In Harris, the court held that under California’s Fair Employment and Housing Act (FEHA), “when a jury finds that unlawful discrimination was a substantial factor motivating a termination of employment, and when the employer proves it would have made the same decision absent such discrimination, a court may not award damages, back pay or an order of reinstatement. But the employer does not escape liability. In light of the FEHA’s express purpose of not only redressing but also preventing and deterring unlawful discrimination in the workplace, the plaintiff in this circumstance could still be awarded, where appropriate, declaratory or injunctive relief to stop discriminatory practices. In addition, the plaintiff may be eligible for reasonable attorney’s fees and costs.
There are several important practice tips from this decision. First, the court found that the mixed-motive defense is available only when there is “proof that the employer, in the absence of any discrimination, would have made the same decision at the time it made its actual decision.” This is in line with current federal decisions and authorities. Second, the court held that an employer need only prove the same-decision showing by a preponderance of the evidence as opposed to the more strict clear and convincing standard.

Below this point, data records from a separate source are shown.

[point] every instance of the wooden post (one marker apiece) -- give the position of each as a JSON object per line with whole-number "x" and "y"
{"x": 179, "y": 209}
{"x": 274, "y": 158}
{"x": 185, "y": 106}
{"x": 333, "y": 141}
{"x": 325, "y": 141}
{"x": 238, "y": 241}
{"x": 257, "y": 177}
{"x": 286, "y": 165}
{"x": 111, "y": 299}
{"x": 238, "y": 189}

Third, the court held that if the mixed-motive defense is available, it does not act as a complete bar to liability when “the plaintiff has proven that discrimination on the basis of a protected characteristic was a substantial factor motivating the adverse employment action.” However, this is where the court’s train leaves the rails. In holding that a plaintiff must show that the discrimination was a “substantial factor motivating” for the adverse employment action, the court then stated: “[g]iven the wide range of scenarios in which mixed-motive cases might arise, we refrain from opining in the abstract on what evidence might be sufficient to show that discrimination was a substantial factor motivating a particular employment decision.”
As a consequence, plaintiffs and defendants will be left to grapple with proving or disproving mixed-motive cases with evidence between “motivating factor” and “substantial motivating factor” without clear guidance from the court as to the sufficiency of the proof, or what conduct may be only motivating, but not substantially motivating.
Fourth, as to the issue of remedies, the court again ruled in conformance with federal authorities. Any award giving a plaintiff a right to reinstatement or damages for economic losses or emotional distress would result in a unjustified windfall for the plaintiff. However, the court also found that an employer’s “same-decision showing does not make a finding of unlawful discrimination an empty gesture.” Here, the court held that declaratory and injunctive relief would be available. Also, the court held that when a plaintiff has “proven unlawful discrimination, a plaintiff may be eligible for ‘reasonable attorney’s fees and costs.’”
However, as most defendants experience, attorney’s fees are often the tail wagging the dog in discrimination cases. Even though this ruling brings California in line with federal law, it will in no way act as a deterrent to the filing of frivolous cases as long as the court refrains from providing clear guidance on the evidentiary issues, and as the specter of attorney’s fees hangs over an employer’s head.
Employers’ Take Away: Prior to taking any adverse employment action against an employee, thoroughly review the reasons and motivations for such action. Be sure you are in the position to be able to document and support any adverse employment action. Seek guidance when necessary and bring counsel in early to evaluate any potential issues.